Reykjavík Cryptoparty 2014

Reykjavík successfully held it’s third cryptoparty last night, as part of the Tor developer conference happening here all week. Tor developers joined people from the local pirate party, universities and hackerspace to discuss and teach crypto technologies with anyone interested.

One of the easily-removable vinyl Tor camera-covering stickers in action on my laptop.

I didn’t get an exact count but estimate that around 50 people attended in total, filling the bottom floor of multi-kulti.org to the brim with a fairly healthy balance of ages, genders and skill levels.

Ásta and Jason kicked off the evening with a quick welcome, then we split off into groups to teach various different sorts of crypto. Newcomers learnt how to use cryptocat for basic encrypted communications in your browser.

I covered secure text/audio/voice calling, explaining how OTR’s encryption and secure key exchange allows you to use untrusted services like Google Talk safely. We installed jitsi.org on a bunch of computers, got secure text chatting working and explained the various methods of key verification — how to ensure that a) the person you’re talking to is really who they say they are, and b) that your messages aren’t being modified or snooped on. Several people also tried out the Android nightly version of Jitsi with varying success, noting that without a UI exposing the key fingerprint it’s impossible to verify keys correctly.

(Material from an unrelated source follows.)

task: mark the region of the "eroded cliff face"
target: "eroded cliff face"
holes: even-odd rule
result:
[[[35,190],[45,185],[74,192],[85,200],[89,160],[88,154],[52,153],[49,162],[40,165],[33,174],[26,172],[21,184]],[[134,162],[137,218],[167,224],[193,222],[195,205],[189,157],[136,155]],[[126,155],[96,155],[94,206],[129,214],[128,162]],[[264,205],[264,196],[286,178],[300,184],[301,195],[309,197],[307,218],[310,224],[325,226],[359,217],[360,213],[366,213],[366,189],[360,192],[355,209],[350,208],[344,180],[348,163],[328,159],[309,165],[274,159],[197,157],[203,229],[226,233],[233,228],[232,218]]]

Brennan of mailpile.is covered encrypted email using GPG/PGP, explaining how public and private keys work as well as the different key strengths available, and helping people get set up with tools like GPGTools, Enigmail and Mailvelope.

There was much key-signing and ID checking going on throughout the entire evening, mainly for GPG keys but also trading assurances for CAcert.org participants. Described as a “government-issued ID roleplaying game”, CAcert is a “community driven certificate authority” where potential issuers meet in-person and verify that they are indeed who they say they are. The more people who assure you, the more trustworthy your certificates and assurances are. I filled out an application form but didn’t have my passport with me, so didn’t get assured by anyone.

Jason demoed Tails, a secure browsing environment on a USB stick containing Tor and some other utilities for secure communications. I didn’t get to sit in on the Tor demo and discussion but had an interesting conversation with Tor developer Ximin Luo, who amongst other things is working on a Tor technology called pluggable transports, a way to circumvent Tor-blocking in censorship-heavy countries like China by disguising Tor traffic as unencrypted traffic.

Ximin also touched on the state of secure group chat — whilst two-person OTR-encrypted text chat is fairly well established and understood, group chat is an exponentially more complex topic, the security properties of which have yet to be formally defined. For example, it’s intuitive enough that all parties involved should be assured that everyone is seeing the same messages, from the same people, but what happens when someone joins chat? Should they be able to see all previous messages? What if someone drops out then rejoins — should they be able to see the messages exchanged in the interim?

Decisions made at this stage in the process have significant UI implications further down the road, and I am left wondering to what degree interface and interaction designers are involved in the decision making.

Overall the cryptoparty was a resounding success, leaving a small fraction of the population of Reykjavík more aware and empowered to use crypto to secure their communications. I look forward to the next one!